The Donald Trump presidency, coupled with the new Congress, is likely to produce major changes in federal law. But for the Supreme Court, expect a surprising amount of continuity – far more than conservatives hope and progressives fear.
If, as expected, Trump is able to replace Justice Antonin Scalia, the court will look a lot like it did until Scalia died in February: four relative liberals (Ruth Bader Ginsburg, Stephen Breyer, Elena Kagan, and Sonia Sotomayor); two moderate conservatives (John Roberts and Anthony Kennedy); and three relative conservatives (Clarence Thomas, Samuel Alito, and the new justice).
That means it would reflect the same ideological makeup as the court that upheld Obamacare and required states to recognize same-sex marriages. It would contain the same five justices – a majority – who recently voted to, for example, invalidate restrictions on abortion.
A court like that won’t license a Republican-led executive branch to do whatever it wants. It will assert the rule of law. It will rarely veer off in novel directions.

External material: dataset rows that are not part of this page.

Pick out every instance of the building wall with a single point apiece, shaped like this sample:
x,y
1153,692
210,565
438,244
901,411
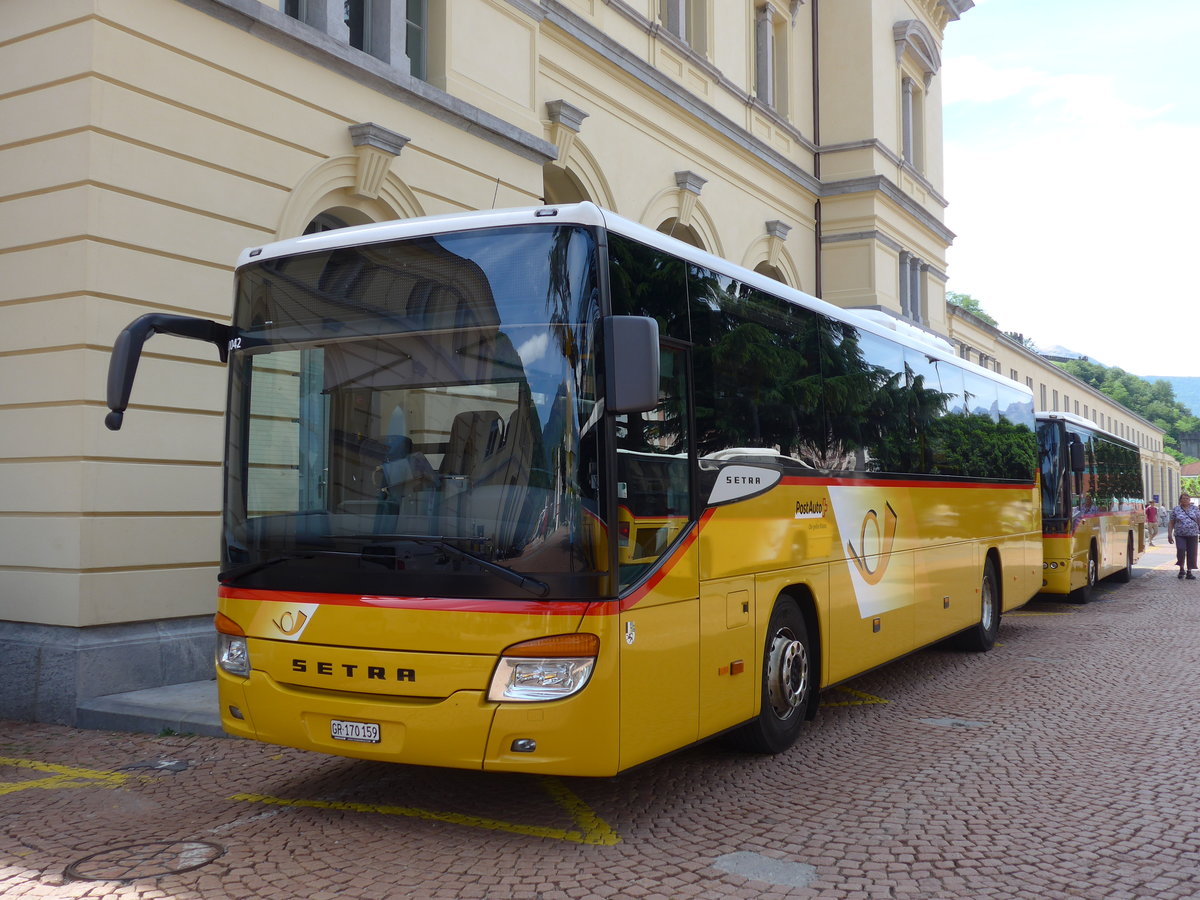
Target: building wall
x,y
1056,391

Things will be different, though, if Trump is able to replace a liberal justice. Neither Ginsburg (who is 83) nor Breyer (78) is young. But they both appear to be healthy; don’t be surprised if they serve for the next four years.
Suppose, though, one of them does resign. At that point, significant changes would be possible. But probably not many.
One reason involves the idea of respect for precedent. The justices are usually reluctant to disturb the court’s previous rulings, even if they disagree strongly with them. In this light, would a new majority really want to announce in, say, 2018, states can ban same-sex marriage, after years of saying otherwise? That’s unlikely: Such an abrupt reversal would make the law seem unstable and awkwardly political.
Would a Trump court want to overrule Roe v. Wade, the law since 1973, and thus allow states to ban abortion? Considering the intensity of conservative opposition to abortion, that is somewhat more probable. But judges are not politicians, and again to avoid the appearance of destabilizing constitutional law, any majority would hesitate before doing so.
Would a court of Alito, Roberts, Kennedy, Thomas, and one or two Trump appointees grant broad new powers to the president? No, the current conservatives have shown a lot of skepticism about executive authority. That’s not going to change because the president is a Republican.
There is a more general point. Many judges ( Roberts in particular) are drawn to “judicial minimalism”; they prefer to focus on particular cases’ facts. Quite apart from respecting prior rulings, they like small steps and abhor bold movements or big theories.
An instructive example: In the 1970s, many progressives were terrified when President Richard Nixon found himself in a position to transform a left-of-center court and to appoint no fewer than four “strict constructionists.” And the Nixon court, as it was sometimes called, repeatedly disappointed the left. For example, it refused to recognize a constitutional right to education.
But the whole period is aptly described as “the counter-revolution that wasn’t.” The Nixon court maintained a lot of continuity with its predecessor. Believing the commitment to the rule of law entails humility and respect for the past, it preserved most precedents, even as it refused to build on them.
It’s true that with further changes in the court’s membership, we should expect to see some incremental movements in the law, including expansions in gun rights and new constraints on the power of regulatory agencies. But there’s an excellent chance in four years, constitutional law will look pretty much the same as it does now.
Bloomberg View columnist Cass R. Sunstein is the Robert Walmsley University Professor at Harvard.